Chauncey Secrist’s sculpture, “Salt Lake Salacia,” is an object shaped like a large summer squash, but made entirely of salt crystals. Secrist created the piece as a kind of icon for/to the Roman goddess of saltwater, Salacia. Secrest writes that, “If Salacia were to take up residence in a landlocked area anywhere in the world, our own Salt Lake might seem like prime real estate. It is an area that, for me, has become kind of holy. It is a place to which I make periodic pilgrimages to take photographs, to connect with nature, and to experience a kind of peaceful isolation and stillness in a frantic world that is in perpetual motion.” In many of the essays in the exhibition catalog, artists write about Great Salt Lake as having a personal sacred resonance.

Loe says that for her the through-line of the show at its most basic, though, is about process. It wasn’t obvious to her until the show was up, and she was walking through the exhibition that she realized that as a curator, she’s very interested in process. “Every single artist had a really different process that they were very much in love with and doing,” Loe says, and that process was, “indicative of who they were as artists.” Perhaps creating an exhibition around a subject as elemental as salt reveals something elemental about the artists themselves. And while that manifests as an emotional depth in some and a mystical bent in others, for some it’s mischief. For others, beauty.

The exhibition also includes several beautiful pieces by printmakers, as well as several drawings. In the upstairs loft space of the gallery just one artist is featured. Eleven pieces by Holly Simonsen line the three walls of the space, while a plinth bearing a buffalo bone from Antelope Island sits in the center. Simonsen calls her pieces pre-alphabetic glyphs, created after Simonsen kayaked from “Lee Creek to Antelope Island, Fremont Island, Saline, Promontory, Carrington, Stansbury, Salt Mounds, Evaporation Pools, Black Rock, and back to Lee Creek.”  The glyphs are the result of her experience of 11 different conversations with women at 11 points along the southern portion of Great Salt Lake. They are painted on black paper with a mixture of salt and breast milk, and for Simonson communicate the process of working backward into the elemental sources of language.

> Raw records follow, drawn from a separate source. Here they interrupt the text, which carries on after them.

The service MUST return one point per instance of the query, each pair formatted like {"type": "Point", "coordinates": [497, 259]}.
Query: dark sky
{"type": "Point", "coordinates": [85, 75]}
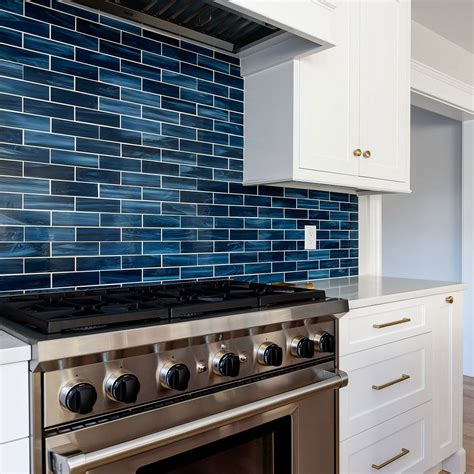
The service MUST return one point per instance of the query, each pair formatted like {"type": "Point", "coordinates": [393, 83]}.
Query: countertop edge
{"type": "Point", "coordinates": [404, 295]}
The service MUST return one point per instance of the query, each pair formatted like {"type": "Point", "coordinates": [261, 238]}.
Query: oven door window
{"type": "Point", "coordinates": [265, 449]}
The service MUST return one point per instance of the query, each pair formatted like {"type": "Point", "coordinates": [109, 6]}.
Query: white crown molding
{"type": "Point", "coordinates": [433, 84]}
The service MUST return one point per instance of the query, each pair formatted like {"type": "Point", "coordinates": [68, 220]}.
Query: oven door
{"type": "Point", "coordinates": [290, 432]}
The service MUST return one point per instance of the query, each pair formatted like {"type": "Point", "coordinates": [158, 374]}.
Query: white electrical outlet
{"type": "Point", "coordinates": [309, 237]}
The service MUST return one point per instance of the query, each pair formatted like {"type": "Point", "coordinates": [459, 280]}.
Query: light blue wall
{"type": "Point", "coordinates": [422, 230]}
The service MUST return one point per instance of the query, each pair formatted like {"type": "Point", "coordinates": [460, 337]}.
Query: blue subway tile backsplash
{"type": "Point", "coordinates": [121, 158]}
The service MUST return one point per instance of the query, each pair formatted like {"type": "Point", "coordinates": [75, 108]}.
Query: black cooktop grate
{"type": "Point", "coordinates": [160, 304]}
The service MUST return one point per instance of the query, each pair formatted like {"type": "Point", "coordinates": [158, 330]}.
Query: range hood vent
{"type": "Point", "coordinates": [204, 21]}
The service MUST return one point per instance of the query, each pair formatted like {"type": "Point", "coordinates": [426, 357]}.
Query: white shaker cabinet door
{"type": "Point", "coordinates": [328, 97]}
{"type": "Point", "coordinates": [384, 89]}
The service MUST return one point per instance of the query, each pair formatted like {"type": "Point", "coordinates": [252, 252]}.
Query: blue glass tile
{"type": "Point", "coordinates": [160, 62]}
{"type": "Point", "coordinates": [118, 50]}
{"type": "Point", "coordinates": [97, 146]}
{"type": "Point", "coordinates": [26, 25]}
{"type": "Point", "coordinates": [228, 151]}
{"type": "Point", "coordinates": [137, 179]}
{"type": "Point", "coordinates": [114, 163]}
{"type": "Point", "coordinates": [98, 235]}
{"type": "Point", "coordinates": [97, 88]}
{"type": "Point", "coordinates": [179, 234]}
{"type": "Point", "coordinates": [75, 279]}
{"type": "Point", "coordinates": [97, 59]}
{"type": "Point", "coordinates": [74, 38]}
{"type": "Point", "coordinates": [97, 30]}
{"type": "Point", "coordinates": [10, 37]}
{"type": "Point", "coordinates": [178, 131]}
{"type": "Point", "coordinates": [47, 46]}
{"type": "Point", "coordinates": [23, 56]}
{"type": "Point", "coordinates": [178, 183]}
{"type": "Point", "coordinates": [159, 248]}
{"type": "Point", "coordinates": [74, 68]}
{"type": "Point", "coordinates": [11, 266]}
{"type": "Point", "coordinates": [179, 105]}
{"type": "Point", "coordinates": [161, 221]}
{"type": "Point", "coordinates": [179, 260]}
{"type": "Point", "coordinates": [174, 208]}
{"type": "Point", "coordinates": [15, 6]}
{"type": "Point", "coordinates": [149, 235]}
{"type": "Point", "coordinates": [11, 70]}
{"type": "Point", "coordinates": [10, 135]}
{"type": "Point", "coordinates": [119, 192]}
{"type": "Point", "coordinates": [12, 234]}
{"type": "Point", "coordinates": [121, 248]}
{"type": "Point", "coordinates": [18, 120]}
{"type": "Point", "coordinates": [74, 249]}
{"type": "Point", "coordinates": [73, 189]}
{"type": "Point", "coordinates": [119, 135]}
{"type": "Point", "coordinates": [97, 176]}
{"type": "Point", "coordinates": [197, 222]}
{"type": "Point", "coordinates": [228, 104]}
{"type": "Point", "coordinates": [49, 16]}
{"type": "Point", "coordinates": [195, 147]}
{"type": "Point", "coordinates": [120, 25]}
{"type": "Point", "coordinates": [23, 282]}
{"type": "Point", "coordinates": [98, 263]}
{"type": "Point", "coordinates": [140, 70]}
{"type": "Point", "coordinates": [49, 234]}
{"type": "Point", "coordinates": [145, 261]}
{"type": "Point", "coordinates": [160, 274]}
{"type": "Point", "coordinates": [27, 249]}
{"type": "Point", "coordinates": [119, 79]}
{"type": "Point", "coordinates": [161, 194]}
{"type": "Point", "coordinates": [48, 140]}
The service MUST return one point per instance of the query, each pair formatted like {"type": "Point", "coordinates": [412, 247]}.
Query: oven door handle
{"type": "Point", "coordinates": [66, 460]}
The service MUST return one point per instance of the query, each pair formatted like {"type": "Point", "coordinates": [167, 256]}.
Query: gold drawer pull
{"type": "Point", "coordinates": [393, 382]}
{"type": "Point", "coordinates": [393, 323]}
{"type": "Point", "coordinates": [389, 461]}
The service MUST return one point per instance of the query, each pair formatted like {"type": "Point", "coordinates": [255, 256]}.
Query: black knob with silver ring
{"type": "Point", "coordinates": [302, 347]}
{"type": "Point", "coordinates": [78, 397]}
{"type": "Point", "coordinates": [226, 364]}
{"type": "Point", "coordinates": [123, 387]}
{"type": "Point", "coordinates": [270, 354]}
{"type": "Point", "coordinates": [175, 376]}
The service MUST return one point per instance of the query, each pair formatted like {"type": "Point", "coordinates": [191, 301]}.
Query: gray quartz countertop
{"type": "Point", "coordinates": [372, 290]}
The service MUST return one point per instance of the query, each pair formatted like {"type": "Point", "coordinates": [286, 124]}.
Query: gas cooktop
{"type": "Point", "coordinates": [63, 312]}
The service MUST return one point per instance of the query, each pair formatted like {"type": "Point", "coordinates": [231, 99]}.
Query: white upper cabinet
{"type": "Point", "coordinates": [339, 117]}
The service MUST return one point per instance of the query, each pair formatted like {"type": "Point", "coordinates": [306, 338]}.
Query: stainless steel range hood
{"type": "Point", "coordinates": [262, 33]}
{"type": "Point", "coordinates": [200, 20]}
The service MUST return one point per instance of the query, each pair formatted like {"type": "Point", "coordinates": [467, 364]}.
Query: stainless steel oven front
{"type": "Point", "coordinates": [285, 424]}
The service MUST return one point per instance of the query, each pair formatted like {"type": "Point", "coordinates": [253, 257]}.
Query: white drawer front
{"type": "Point", "coordinates": [364, 328]}
{"type": "Point", "coordinates": [14, 410]}
{"type": "Point", "coordinates": [15, 457]}
{"type": "Point", "coordinates": [384, 382]}
{"type": "Point", "coordinates": [390, 441]}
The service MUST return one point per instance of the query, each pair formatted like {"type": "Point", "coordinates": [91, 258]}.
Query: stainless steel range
{"type": "Point", "coordinates": [201, 377]}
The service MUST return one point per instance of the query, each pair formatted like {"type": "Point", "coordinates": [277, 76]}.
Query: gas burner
{"type": "Point", "coordinates": [159, 304]}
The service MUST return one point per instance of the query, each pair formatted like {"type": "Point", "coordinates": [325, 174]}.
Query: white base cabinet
{"type": "Point", "coordinates": [402, 408]}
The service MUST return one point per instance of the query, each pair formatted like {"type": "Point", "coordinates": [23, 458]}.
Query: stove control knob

It is fascinating to move with the artists through their exploration of salt, and of the lake. The space is reverent, but also, when you get closer, irreverent. There is an exploration of the molecular structure of salt, as well as the vast, sweeping landscape of the lake. There is time, both the present moment, and the past that stretches to the furthest reaches of human imagination. There is the body in the landscape, the body as landscape, the salt as the body. Salt as medium, salt as muse, salt as process.